Eating habits are strongly influenced by ethnicity and region. For example, the Chinese have a very complex diet (8). A large number of current postprandial glucose prediction models for type 1 diabetes are based on Western dietary structures. Due to the complexity and uniqueness of the dietary structure, postprandial glycaemic control in Chinese patients with T1D faces unique challenges.

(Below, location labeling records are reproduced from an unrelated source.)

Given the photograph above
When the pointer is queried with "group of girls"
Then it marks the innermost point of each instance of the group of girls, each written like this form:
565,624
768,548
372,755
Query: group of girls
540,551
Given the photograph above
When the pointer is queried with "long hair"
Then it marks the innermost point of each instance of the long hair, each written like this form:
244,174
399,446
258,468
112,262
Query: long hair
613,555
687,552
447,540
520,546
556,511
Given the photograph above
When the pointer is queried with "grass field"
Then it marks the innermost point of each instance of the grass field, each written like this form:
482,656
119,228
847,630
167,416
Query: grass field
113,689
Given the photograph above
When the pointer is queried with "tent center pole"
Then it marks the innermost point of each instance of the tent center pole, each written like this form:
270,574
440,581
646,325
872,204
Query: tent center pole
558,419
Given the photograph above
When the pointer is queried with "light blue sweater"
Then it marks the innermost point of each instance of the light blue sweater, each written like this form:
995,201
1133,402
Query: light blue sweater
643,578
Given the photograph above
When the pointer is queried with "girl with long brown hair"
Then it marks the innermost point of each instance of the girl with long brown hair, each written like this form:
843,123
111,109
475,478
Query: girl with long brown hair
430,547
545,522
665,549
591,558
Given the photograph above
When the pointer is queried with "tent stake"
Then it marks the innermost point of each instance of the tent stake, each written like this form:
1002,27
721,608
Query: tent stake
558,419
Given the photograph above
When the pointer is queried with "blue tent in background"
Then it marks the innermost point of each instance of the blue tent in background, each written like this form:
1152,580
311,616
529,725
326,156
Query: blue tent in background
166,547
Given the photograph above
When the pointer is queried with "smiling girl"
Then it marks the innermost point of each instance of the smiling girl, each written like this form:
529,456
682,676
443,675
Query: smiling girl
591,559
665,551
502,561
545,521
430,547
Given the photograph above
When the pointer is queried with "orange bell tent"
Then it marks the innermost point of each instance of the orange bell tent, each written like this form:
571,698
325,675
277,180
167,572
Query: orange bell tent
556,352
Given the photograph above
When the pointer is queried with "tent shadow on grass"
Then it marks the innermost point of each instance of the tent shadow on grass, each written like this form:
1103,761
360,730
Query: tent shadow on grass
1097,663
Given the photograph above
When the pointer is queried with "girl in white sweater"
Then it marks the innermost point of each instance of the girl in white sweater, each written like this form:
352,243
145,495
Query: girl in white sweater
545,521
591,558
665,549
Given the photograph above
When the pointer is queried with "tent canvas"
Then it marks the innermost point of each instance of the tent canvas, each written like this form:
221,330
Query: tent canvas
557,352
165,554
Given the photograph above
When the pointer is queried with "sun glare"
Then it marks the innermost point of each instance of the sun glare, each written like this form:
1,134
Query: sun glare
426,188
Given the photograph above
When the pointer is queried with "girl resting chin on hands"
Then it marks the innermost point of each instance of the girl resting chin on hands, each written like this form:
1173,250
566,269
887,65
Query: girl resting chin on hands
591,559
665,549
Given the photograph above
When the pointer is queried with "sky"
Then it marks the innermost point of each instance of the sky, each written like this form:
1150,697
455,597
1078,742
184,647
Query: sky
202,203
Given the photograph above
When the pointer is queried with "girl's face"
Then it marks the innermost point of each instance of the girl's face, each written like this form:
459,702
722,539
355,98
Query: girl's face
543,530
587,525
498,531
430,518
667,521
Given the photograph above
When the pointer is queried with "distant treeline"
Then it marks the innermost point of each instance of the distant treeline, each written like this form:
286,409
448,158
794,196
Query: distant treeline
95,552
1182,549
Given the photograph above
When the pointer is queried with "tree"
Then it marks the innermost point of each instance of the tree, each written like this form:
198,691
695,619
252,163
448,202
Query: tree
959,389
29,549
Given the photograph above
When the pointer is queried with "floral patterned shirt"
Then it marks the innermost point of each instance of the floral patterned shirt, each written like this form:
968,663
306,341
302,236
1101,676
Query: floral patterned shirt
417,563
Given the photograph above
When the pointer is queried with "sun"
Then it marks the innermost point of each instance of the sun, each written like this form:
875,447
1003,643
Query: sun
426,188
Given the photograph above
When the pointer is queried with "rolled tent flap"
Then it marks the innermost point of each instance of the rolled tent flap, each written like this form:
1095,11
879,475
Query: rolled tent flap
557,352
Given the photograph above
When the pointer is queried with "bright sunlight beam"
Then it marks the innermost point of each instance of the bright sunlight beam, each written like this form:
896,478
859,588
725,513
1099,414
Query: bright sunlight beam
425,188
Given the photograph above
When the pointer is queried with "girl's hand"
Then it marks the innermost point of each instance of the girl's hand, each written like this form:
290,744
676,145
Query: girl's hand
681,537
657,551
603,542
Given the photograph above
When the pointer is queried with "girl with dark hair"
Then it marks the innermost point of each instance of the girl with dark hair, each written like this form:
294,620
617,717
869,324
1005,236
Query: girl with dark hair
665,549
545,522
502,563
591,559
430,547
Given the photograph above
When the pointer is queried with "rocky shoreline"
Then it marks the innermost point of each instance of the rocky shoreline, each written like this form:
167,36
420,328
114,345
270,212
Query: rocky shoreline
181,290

Therefore, the aim of this study was to construct a personalised model for predicting PPGR applicable to patients with T1D by collecting data on insulin dose, nutrient content of diet and additional clinical indicators from 13 patients with T1D in Kunming, Yunnan Province, in order to better guide the dietary plan as well as the dose of insulin intake in patients with T1D.

2 Materials and methods

2.1 Research object

This study used data provided by the First People’s Hospital of Yunnan Province for the period from September 2023 to January 2024. Thirteen patients with T1D (10 females and 3 males) were recruited in Kunming, Yunnan Province, and an intervention lasting at least two weeks was provided to each patient. Following were the criteria for inclusion (1): aged 18 years or older. (2) Diagnosed with diabetes for more than 1 year. Participation in the study was excluded if the participant was suffering from active inflammatory, neoplastic disease, pregnancy or a history of antibiotic use in the three months before participation in the study, chemotherapy or radiotherapy in the past 2 months, chronic gastrointestinal disease, and chronic anaemia.

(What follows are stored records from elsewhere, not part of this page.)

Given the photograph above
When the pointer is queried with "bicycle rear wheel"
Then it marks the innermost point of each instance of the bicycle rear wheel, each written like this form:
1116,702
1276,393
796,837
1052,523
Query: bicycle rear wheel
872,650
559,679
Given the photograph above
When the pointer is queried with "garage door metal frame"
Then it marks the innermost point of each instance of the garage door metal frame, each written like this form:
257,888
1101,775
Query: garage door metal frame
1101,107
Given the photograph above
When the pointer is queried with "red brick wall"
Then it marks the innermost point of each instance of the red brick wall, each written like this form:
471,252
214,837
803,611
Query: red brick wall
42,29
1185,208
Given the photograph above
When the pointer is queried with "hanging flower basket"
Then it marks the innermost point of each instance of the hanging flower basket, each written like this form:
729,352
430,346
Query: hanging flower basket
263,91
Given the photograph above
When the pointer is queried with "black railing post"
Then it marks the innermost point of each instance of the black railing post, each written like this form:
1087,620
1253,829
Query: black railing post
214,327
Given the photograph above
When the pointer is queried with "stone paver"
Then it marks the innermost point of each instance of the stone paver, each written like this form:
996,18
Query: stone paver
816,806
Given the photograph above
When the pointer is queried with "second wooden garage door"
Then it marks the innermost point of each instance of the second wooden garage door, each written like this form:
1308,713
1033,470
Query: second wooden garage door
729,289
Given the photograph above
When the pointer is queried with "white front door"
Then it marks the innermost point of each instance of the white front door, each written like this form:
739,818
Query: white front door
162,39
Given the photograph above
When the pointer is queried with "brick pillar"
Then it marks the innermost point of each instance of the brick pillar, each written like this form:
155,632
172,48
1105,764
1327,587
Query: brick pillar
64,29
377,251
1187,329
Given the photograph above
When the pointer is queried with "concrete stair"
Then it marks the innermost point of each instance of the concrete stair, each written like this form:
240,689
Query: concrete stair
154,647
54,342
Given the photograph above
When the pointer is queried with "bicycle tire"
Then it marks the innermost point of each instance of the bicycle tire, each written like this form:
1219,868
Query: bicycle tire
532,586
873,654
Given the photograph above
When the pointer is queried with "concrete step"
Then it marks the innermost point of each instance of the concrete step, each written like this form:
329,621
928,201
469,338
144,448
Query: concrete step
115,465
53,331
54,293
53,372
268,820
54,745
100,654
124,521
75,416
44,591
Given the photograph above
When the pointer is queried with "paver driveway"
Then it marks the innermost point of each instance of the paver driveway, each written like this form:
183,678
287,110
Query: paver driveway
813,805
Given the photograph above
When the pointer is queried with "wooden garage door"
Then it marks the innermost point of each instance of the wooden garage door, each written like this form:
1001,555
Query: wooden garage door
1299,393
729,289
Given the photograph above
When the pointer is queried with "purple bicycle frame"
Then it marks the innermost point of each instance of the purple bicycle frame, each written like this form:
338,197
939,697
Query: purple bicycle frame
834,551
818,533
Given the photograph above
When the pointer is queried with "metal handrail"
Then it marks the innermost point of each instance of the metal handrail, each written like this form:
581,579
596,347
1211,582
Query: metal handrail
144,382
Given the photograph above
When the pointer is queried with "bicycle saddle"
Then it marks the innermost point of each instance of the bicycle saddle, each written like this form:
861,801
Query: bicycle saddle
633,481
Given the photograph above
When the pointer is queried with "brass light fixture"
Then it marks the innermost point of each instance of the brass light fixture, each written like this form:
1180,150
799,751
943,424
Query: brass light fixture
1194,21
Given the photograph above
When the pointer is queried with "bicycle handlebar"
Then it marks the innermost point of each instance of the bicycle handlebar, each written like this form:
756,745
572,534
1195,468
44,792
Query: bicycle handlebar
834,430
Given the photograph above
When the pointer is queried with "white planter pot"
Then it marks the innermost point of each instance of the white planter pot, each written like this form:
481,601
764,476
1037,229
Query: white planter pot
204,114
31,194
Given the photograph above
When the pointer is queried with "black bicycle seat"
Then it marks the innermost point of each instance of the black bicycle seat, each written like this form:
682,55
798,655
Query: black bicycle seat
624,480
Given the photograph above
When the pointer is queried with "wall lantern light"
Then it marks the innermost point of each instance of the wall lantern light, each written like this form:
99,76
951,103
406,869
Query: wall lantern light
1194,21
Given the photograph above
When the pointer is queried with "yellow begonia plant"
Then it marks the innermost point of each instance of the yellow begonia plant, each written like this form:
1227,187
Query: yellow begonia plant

During the study period, all participating patients agreed to wear the SIBIONICS GS1 CGM continuous glucose monitoring device, which uses a subcutaneous sensor to measure blood glucose levels at five-minute intervals, under free-living conditions. The SIBIONICS GS1 Continuous Glucose Monitoring (CGM) System is a 14-day calibration-free RT-CGM that supports data sharing with caregivers and seamlessly integrates with the advanced ProView Remote Access Platform, enabling healthcare providers to monitor patients remotely. Clinical evaluations and user feedback have demonstrated excellent accuracy, with the GS1 CGM achieving a Mean Absolute Relative Difference (MARD) of 8.83%, a key measure of glucose monitor accuracy (lower MARD values indicate higher accuracy). In addition, the GS1 CGM has been tested in a variety of environments, including with over 1,600 hospitals, and has been used by over 600,000 users (9, 10).

Prior to wearing the continuous glucose monitoring device, medical staff collected comprehensive information from each patient, including anthropometric measurements (e.g., height, weight), a set of blood tests, and lifestyle and basic information questionnaires (gender, age, etc.). Patients were requested to adhere to their usual daily routines and dietary patterns, reporting their dietary intake for breakfast, lunch and dinner to physician on a daily basis in real-time. The weight of each meal was weighed by the patients themselves and then registered by the physician, and a mobile app - Sugar Sugar Circle’s food bank of foods was used to measure carbohydrate, protein and fat content. Sugar Sugar Circle is a mobile app for blood sugar self-management and peer support for people with type 1 diabetes. It provides a food bank of up to more than 300,000 food items, which is very much in line with Chinese dietary habits, and allows for quick access to nutrient information for the food you want to find, as well as quick calculation of nutrient content using a weight scale. The physician must accurately document the specific nutritional components and timing details of patients’ meals. Reported meal times were rounded to the nearest 5-minute interval. To improve compliance, patients were told that accurate recording was essential to obtain an accurate analysis of the PPGR of foods. Insulin was manually infused by the physicians before the patients’ meals and the exact insulin dose was recorded.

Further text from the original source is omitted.